A toddler falls over a railing, 24 feet down, into the gorilla enclosure of the Brookfield Zoo outside Chicago. There he lies, unconscious, among seven apes, some with poundage and power exceeding that of an adult man. As one of them approaches the boy, onlookers tense.
But Binti Jua, an 8-year-old female gorilla, picks up the boy and, carrying him along with her own infant, gently hands him over to zoo staff.

This stunning event in 1996 earned Binti Jua global headlines (and can be seen, if in grainy video, on YouTube). It was an incident that no one who witnessed it – in person or online – could forget.
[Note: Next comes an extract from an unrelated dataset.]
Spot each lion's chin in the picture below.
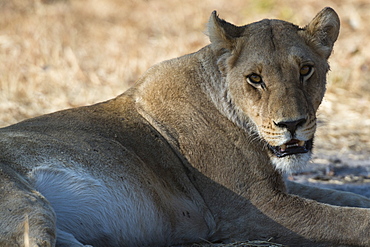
[269,139,313,158]
[271,151,312,174]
But there was nothing about Binti Jua, or any of the chimpanzees, bonobos, gorillas or orangutans that exhibit reasoning and empathy, in freelance writer Russell Paul La Valle's op-ed column in the Washington Post, "Why they're human rights."

It's clear that La Valle hasn't spent much time with apes lately – or looking into any of the major findings by primate scientists over the past two or three decades. In expressing reasoning and empathy, Binti Jua was not unique; nor was her behavior an artifact of zoo life. Wild chimpanzees plan ahead and carry tools to work sites, where they crack open hard-shelled nuts with wood and stone hammers. They choose sides thoughtfully in ongoing competitions for status and reward friends' loyalties while exacting revenge on their enemies. When close companions suffer wounds or injuries, wild chimpanzees groom and care for them.
Read the whole article here Check out the Great Ape Project



(There is background noise, talking at the end, turn the sound off if you like)
"Binti Jua, is a female Western lowland gorilla. On August 16, 1996, a young boy fell into the gorilla exhibit of Tropic World, and Binti Jua carefully cradled the boy and brought him to her trainers. The incident received international attention, inspiring a lively debate as to whether Binti Jua's actions were the result of the training she received from her keepers (who had taught her to bring her own baby, Koola, to zoo curators for inspection) or some instinctive sense of animal altruism."